The U.S. Department of Homeland Security, or DHS, is conducting an investigation to study the susceptibility of medical devices and hospital equipment to cybercrime, a report said Wednesday, citing a senior official who revealed that the investigation is based on about two dozen cases of possible cybersecurity flaws.
The devices that are being inspected by the agency’s Industrial Control Systems Cyber Emergency Response Team, or ICS-CERT, include an infusion pump from Hospira and implantable heart devices from Medtronic and St Jude Medical, Reuters reported. Although there have been no reported instances of hackers using these devices to attack patients, the U.S. government is concerned that hackers may try to access the products remotely.
After gaining control remotely, hackers can instruct an infusion pump to overdose a patient with drugs, or force a heart implant device to deliver a deadly jolt of electricity, Reuters reported, citing the sources.
“These are the things that shows like 'Homeland' are built from,” the DHS official told Reuters, referring to the American political thriller television series in which a fictional vice president of the U.S. is assassinated by hacking into his pacemaker.
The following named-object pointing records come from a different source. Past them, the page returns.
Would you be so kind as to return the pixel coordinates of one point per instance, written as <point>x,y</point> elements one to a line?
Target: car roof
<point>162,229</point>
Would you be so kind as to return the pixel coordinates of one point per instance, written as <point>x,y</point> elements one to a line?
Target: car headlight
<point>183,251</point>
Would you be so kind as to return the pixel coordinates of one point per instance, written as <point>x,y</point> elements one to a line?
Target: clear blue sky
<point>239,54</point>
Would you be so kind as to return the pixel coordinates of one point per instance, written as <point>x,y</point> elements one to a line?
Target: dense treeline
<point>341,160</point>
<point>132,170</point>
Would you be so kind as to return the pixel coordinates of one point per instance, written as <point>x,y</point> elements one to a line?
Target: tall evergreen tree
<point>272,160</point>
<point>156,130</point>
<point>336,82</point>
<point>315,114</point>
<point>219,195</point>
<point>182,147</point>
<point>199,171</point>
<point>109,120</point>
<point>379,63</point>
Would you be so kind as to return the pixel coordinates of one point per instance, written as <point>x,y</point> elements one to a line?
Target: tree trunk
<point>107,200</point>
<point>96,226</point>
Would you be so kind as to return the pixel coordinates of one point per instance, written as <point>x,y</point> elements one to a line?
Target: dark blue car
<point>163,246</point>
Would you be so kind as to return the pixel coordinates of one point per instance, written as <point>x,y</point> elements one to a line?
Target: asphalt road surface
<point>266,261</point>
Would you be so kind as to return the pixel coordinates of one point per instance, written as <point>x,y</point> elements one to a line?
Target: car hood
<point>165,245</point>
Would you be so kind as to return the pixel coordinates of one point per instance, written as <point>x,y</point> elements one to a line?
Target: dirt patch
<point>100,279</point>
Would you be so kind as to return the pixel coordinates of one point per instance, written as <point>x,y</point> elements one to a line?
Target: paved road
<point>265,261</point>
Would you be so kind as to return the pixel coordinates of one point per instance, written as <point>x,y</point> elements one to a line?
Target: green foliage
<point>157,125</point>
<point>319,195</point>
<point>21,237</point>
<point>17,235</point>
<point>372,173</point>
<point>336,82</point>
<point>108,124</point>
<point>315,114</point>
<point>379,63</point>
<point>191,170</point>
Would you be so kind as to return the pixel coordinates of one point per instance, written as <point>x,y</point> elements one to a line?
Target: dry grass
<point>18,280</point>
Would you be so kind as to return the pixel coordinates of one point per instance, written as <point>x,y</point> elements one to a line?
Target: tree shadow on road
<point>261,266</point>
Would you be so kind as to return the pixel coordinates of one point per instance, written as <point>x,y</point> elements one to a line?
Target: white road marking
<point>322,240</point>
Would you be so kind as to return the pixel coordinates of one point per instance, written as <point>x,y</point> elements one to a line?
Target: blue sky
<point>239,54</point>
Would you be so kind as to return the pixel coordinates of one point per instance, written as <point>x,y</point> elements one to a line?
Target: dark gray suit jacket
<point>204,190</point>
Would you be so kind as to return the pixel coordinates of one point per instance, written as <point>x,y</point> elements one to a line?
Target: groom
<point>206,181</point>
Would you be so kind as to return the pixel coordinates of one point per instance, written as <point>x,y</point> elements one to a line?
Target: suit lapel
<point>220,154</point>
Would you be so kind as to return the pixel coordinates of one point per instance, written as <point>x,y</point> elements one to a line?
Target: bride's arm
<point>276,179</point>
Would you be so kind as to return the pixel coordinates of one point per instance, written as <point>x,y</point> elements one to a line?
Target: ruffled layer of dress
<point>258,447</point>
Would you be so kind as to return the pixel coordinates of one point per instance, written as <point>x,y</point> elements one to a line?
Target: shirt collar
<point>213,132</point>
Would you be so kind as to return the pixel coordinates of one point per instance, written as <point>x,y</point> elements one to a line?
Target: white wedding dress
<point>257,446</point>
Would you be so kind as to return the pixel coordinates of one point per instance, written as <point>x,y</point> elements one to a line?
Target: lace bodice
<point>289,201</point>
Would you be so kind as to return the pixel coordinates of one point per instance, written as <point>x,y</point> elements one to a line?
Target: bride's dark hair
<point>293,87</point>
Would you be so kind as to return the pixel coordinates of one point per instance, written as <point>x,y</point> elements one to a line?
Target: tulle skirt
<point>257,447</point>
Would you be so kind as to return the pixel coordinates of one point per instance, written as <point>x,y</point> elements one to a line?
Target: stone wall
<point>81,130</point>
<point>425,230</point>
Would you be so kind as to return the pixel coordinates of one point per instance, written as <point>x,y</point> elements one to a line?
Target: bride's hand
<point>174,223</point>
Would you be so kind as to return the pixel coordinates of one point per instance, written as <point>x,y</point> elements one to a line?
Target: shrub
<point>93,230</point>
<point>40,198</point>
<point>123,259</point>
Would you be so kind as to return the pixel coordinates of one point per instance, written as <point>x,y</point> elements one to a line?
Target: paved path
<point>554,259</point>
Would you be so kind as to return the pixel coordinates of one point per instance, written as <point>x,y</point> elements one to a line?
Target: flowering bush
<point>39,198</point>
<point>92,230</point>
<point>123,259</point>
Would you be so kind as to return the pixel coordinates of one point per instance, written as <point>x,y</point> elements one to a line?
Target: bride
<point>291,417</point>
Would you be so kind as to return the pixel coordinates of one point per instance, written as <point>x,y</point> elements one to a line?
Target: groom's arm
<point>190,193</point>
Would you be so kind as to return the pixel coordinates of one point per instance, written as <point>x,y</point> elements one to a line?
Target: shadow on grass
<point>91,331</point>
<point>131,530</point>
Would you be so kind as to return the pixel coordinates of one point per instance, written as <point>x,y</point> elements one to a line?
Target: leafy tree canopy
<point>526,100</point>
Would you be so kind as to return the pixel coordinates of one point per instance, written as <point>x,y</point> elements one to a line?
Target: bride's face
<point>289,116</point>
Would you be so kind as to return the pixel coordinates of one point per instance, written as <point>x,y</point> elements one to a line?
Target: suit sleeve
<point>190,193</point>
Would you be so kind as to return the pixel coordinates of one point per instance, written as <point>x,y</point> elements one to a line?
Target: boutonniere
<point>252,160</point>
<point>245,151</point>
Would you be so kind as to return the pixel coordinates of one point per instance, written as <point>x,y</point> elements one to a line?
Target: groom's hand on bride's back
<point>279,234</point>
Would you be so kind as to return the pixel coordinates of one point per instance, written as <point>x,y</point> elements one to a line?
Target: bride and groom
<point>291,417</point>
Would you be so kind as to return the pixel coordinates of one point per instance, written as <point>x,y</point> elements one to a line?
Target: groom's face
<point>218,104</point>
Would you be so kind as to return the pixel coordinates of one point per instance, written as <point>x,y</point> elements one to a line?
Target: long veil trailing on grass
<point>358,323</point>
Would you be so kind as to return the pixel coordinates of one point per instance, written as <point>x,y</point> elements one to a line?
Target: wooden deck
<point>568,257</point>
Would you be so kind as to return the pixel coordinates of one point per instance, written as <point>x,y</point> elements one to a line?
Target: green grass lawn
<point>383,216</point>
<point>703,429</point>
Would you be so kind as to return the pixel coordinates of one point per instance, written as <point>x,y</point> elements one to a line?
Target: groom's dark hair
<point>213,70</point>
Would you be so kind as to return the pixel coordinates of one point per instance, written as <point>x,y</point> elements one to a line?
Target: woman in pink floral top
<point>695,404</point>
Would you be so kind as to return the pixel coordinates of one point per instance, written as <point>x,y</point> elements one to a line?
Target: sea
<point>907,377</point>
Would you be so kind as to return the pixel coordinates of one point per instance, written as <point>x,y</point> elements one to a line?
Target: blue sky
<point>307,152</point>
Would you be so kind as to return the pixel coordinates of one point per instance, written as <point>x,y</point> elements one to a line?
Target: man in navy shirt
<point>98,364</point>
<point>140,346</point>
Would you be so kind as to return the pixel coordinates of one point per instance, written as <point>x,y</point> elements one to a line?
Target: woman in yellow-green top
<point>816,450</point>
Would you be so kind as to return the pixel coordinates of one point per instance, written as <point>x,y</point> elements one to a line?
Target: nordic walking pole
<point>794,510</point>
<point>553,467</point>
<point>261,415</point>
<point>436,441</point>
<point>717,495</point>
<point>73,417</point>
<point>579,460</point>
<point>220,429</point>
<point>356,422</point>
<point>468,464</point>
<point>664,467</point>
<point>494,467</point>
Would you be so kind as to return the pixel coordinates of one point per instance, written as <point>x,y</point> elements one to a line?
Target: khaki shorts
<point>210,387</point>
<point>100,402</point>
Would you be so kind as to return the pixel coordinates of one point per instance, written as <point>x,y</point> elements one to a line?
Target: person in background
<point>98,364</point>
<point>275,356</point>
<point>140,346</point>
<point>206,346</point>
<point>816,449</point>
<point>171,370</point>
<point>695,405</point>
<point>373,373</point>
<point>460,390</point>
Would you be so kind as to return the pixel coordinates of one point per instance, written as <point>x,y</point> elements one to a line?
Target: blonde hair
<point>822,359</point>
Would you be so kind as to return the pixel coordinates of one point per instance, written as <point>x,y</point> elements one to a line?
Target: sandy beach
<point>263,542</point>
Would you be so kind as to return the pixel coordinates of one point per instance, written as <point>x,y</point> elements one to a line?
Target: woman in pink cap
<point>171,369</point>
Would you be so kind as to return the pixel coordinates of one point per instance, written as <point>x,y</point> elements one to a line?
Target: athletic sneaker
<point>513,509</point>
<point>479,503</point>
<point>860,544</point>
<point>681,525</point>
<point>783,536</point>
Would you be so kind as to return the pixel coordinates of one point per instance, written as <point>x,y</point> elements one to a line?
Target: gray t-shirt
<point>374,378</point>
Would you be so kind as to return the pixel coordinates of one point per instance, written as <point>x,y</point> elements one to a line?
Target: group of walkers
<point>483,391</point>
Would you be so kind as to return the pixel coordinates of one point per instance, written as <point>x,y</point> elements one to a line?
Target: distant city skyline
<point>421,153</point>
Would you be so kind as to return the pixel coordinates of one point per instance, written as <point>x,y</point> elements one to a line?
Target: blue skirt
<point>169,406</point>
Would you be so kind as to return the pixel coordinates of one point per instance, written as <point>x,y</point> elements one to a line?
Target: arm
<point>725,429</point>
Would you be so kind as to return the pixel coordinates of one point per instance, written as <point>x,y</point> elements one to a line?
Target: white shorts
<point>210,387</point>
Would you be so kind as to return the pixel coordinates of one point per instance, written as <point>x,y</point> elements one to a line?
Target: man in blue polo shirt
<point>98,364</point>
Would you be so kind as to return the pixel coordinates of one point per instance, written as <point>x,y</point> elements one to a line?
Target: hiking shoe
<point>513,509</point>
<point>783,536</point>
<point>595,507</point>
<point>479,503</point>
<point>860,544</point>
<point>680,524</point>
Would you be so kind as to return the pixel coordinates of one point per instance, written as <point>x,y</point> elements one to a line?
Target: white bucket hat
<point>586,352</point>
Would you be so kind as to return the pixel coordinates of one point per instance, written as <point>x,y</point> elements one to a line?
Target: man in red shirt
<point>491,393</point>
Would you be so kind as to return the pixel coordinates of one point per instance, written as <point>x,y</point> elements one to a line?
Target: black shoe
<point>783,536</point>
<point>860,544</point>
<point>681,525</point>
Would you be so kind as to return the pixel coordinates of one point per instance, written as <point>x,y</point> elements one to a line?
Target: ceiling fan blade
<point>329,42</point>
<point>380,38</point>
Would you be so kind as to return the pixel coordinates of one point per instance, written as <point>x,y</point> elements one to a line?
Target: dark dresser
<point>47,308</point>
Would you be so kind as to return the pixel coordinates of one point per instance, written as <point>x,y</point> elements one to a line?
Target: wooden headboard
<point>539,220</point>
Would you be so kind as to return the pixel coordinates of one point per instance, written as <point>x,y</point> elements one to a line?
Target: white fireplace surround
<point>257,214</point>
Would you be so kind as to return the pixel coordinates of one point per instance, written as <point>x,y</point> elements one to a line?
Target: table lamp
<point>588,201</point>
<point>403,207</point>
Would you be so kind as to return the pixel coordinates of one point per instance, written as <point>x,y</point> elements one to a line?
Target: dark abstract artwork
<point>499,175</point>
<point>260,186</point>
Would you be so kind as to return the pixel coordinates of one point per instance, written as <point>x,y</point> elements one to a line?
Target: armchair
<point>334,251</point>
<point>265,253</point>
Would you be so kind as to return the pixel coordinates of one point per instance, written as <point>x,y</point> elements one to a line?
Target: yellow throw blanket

“It isn't out of the realm of the possible to cause severe injury or death,” the official said, adding that the agency is working with manufacturers to detect and fix software vulnerabilities that could help hackers access confidential data and control medical devices.
The latest probe comes after the U.S. Food and Drug Administration, or FDA, recently announced guidelines for manufacturers and health care providers to increase security in medical devices.
“The conventional wisdom in the past was that products only had to be protected from unintentional threats. Now they also have to be protected from intentional threats too,” William Maisel, chief scientist at the FDA's Center for Devices and Radiological Health, told Reuters, without commenting on the DHS probe.